A review of the general acute care hospital's (GACH) History and Physical Report dictated by MD 1 on May 7, 2008 indicated the resident’s initial chest x-ray in the emergency room revealed the tip of the NGT was found in the left main bronchus/lower lung with patchy infiltrates (indicates areas of fluid penetration into lung tissue as seen on x-ray).
A review of the GACH’s progress note dated May 7, 2008, at 12:51 a.m., indicated the resident was suctioned in the emergency room with 20 ml of thick, tan colored secretions obtained.
A review of an Infectious Disease (ID) consultation report completed at the GACH on May 9, 2008, by Physician 2 indicated the resident had been admitted to the hospital with a diagnosis of aspiration pneumonia. The report indicated the resident had decreased food intake in the facility and had been started on NGT feedings, but after the feeding was started the facility staff noticed the resident was gurgling with shortness of breath. Physician 2's report further stated the chest x-ray showed the tip of the feeding tube was in the left lower lobe of Resident 1’s lung.

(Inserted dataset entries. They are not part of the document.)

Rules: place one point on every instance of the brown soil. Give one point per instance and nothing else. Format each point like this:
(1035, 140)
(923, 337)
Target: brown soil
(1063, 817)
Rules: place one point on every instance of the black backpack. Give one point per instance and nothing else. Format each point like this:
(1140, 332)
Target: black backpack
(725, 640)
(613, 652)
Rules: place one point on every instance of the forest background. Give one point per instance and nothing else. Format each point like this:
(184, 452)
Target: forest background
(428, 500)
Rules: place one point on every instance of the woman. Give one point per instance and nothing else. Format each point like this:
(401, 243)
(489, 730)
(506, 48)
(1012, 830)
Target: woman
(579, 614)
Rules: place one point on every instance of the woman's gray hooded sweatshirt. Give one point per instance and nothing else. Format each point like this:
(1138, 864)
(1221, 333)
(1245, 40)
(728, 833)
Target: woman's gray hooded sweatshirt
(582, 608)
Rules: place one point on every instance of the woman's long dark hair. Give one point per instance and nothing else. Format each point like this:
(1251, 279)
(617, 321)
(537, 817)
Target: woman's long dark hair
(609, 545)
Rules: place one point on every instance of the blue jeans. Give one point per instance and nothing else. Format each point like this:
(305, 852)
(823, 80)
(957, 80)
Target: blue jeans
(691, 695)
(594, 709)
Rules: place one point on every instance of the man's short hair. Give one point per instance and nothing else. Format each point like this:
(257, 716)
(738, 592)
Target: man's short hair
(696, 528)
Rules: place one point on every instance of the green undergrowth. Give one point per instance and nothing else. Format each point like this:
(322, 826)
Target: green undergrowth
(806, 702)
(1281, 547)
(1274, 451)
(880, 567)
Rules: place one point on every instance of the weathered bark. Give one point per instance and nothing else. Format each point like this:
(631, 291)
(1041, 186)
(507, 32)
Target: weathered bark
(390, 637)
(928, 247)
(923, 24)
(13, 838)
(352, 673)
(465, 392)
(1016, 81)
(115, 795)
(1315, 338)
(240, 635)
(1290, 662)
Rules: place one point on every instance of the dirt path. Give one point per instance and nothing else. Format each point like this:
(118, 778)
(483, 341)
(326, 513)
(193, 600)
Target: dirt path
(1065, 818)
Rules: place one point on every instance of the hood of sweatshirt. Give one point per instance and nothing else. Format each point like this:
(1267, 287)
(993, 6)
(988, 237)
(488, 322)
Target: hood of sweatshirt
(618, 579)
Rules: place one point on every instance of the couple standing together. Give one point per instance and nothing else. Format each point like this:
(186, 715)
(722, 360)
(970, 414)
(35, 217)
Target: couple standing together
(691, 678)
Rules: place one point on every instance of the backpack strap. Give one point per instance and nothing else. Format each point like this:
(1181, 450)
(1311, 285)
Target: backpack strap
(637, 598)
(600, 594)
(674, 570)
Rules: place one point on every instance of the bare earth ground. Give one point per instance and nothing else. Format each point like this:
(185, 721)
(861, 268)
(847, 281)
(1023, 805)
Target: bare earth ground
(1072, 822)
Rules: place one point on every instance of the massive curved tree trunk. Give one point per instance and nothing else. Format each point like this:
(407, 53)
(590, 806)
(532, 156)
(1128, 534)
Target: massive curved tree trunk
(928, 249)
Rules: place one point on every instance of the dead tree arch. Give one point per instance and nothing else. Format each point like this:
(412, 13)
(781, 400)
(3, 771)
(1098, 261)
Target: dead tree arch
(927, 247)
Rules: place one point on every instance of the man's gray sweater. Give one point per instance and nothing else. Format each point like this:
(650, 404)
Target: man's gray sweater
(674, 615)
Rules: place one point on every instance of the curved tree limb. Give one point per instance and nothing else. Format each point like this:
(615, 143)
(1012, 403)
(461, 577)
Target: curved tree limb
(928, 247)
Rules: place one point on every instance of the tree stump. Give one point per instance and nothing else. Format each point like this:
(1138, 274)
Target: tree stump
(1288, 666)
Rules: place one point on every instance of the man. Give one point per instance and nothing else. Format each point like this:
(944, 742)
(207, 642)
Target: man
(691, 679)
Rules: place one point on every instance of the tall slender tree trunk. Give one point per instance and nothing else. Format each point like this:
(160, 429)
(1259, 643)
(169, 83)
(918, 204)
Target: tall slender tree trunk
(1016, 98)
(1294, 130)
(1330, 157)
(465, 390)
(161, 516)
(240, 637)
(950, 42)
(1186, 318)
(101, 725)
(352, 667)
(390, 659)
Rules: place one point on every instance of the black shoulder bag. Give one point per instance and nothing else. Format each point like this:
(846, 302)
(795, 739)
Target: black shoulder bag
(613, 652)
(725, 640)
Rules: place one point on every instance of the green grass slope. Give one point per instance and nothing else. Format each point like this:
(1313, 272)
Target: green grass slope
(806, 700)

During the resident’s stay at the GACH, Resident 1 underwent two bronchoscopes (insertion of a camera on a flexible rod directly into the lungs for visualization), and received several antibiotics for treatment of pneumonia before expiring 13 days later.
According to Medline Plus, aspiration pneumonia was an inflammation of the lungs and bronchial tubes due to breathing in a foreign material, usually food, liquids and/or secretions from the stomach. Physician 2's consultation record further revealed the resident was placed on BiPAP, a ventilation support system and admitted to the Intensive Care Unit.
A review of Resident 1's Certificate of Death, indicated the resident expired on May 19, 2008 at 3:10 p.m., 13 days after being transferred to the hospital. The cause of death was listed as respiratory failure due to pneumonia.
The facility failed to implement its policy and current nursing procedure to ensure and verify correct placement of the NGT in Resident 1's stomach to prevent infusing of the liquid feeding into the resident's lungs.
The facility failed to:
1. Ensure and verify correct placement of the NGT once placed and re-inserted, per the facility’s policy.
2. Ensure and verify the NGT placement before administering feeding and medication administration each time, as per the facility’s policy.
The above violation was a direct proximate cause of death of Resident 1.